Vol. 19, No. 32

May 25, 2000

Heat/health alert system creator addresses WMO

The developer of the Heat/Health Warning System, Laurence Kalkstein, geography, today urged the UN's World Meteorological Organization (WMO) to actively support the installation of the alert system in cities across the globe. He addressed the WMO executive council meeting today, May 25, in Geneva.

WMO is celebrating its 50th anniversary this year and Kalkstein and French meteorologist Marie-Lise Chanin were chosen to address the group from thousands of scientists who are members of the 185 meteorological organizations represented by the UN agency.

WMO asked Chanin to make her presentation on ozone and its impact on climate change and Kalkstein on links between weather, climate and health.

Kalkstein stated that numerous forecasts for warmer weather over the next century underscore the urgency for a worldwide warning system, since "...only several hours of unusually hot weather can lead to markedly increased death rates, upswings in hospital admissions and increases in the number of individuals suffering from mental stress and depression. Research we have performed in China, Canada, Egypt, Italy and the USA all support this range of tolerance concept."
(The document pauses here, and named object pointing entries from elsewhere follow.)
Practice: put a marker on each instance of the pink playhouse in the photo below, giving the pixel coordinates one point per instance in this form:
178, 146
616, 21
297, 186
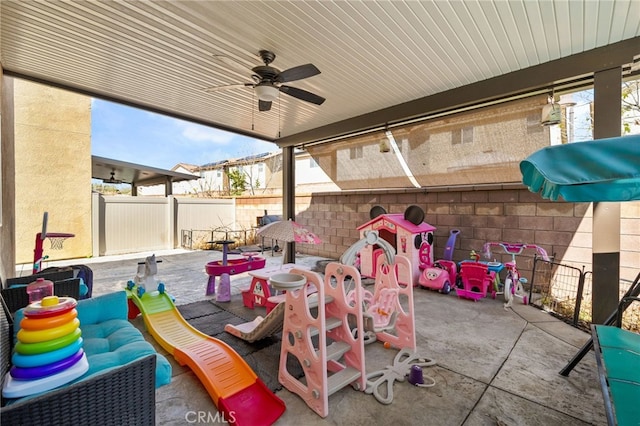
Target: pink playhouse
406, 232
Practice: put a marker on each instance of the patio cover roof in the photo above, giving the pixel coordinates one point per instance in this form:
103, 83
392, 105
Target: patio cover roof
134, 174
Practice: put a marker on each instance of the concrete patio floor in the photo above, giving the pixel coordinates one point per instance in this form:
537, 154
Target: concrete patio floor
494, 366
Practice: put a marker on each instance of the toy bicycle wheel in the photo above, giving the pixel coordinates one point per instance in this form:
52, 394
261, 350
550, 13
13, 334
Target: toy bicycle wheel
508, 288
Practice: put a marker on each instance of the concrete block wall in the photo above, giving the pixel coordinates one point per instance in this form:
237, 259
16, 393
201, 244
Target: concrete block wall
484, 213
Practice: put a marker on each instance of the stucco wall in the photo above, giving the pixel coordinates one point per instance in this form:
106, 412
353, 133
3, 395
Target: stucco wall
52, 168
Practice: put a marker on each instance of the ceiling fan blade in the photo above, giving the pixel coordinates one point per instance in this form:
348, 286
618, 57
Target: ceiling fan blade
227, 87
297, 73
302, 94
264, 105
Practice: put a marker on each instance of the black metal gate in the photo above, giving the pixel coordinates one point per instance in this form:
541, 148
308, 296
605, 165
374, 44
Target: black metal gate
562, 290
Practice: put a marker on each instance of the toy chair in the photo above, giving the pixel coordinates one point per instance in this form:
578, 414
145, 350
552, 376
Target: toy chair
476, 280
381, 314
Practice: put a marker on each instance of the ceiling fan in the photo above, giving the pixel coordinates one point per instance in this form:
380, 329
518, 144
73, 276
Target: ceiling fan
267, 82
112, 179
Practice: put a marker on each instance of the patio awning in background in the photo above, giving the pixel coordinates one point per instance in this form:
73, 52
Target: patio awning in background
594, 171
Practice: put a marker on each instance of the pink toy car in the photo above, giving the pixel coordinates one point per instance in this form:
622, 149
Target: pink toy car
439, 276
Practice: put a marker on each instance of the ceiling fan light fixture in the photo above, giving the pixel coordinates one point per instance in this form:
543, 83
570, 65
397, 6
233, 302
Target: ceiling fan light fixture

The heat/health alert system is now in use in Philadelphia and Washington, D.C., and within the next few months, will be used in Cincinnati, Columbus and Dayton. Later, this summer, it goes international, first in Rome, then next summer in Shanghai.

The computer-generated calculations that trigger the alert system analyze data that represents historical relationships between heat-related mortality and weather conditions.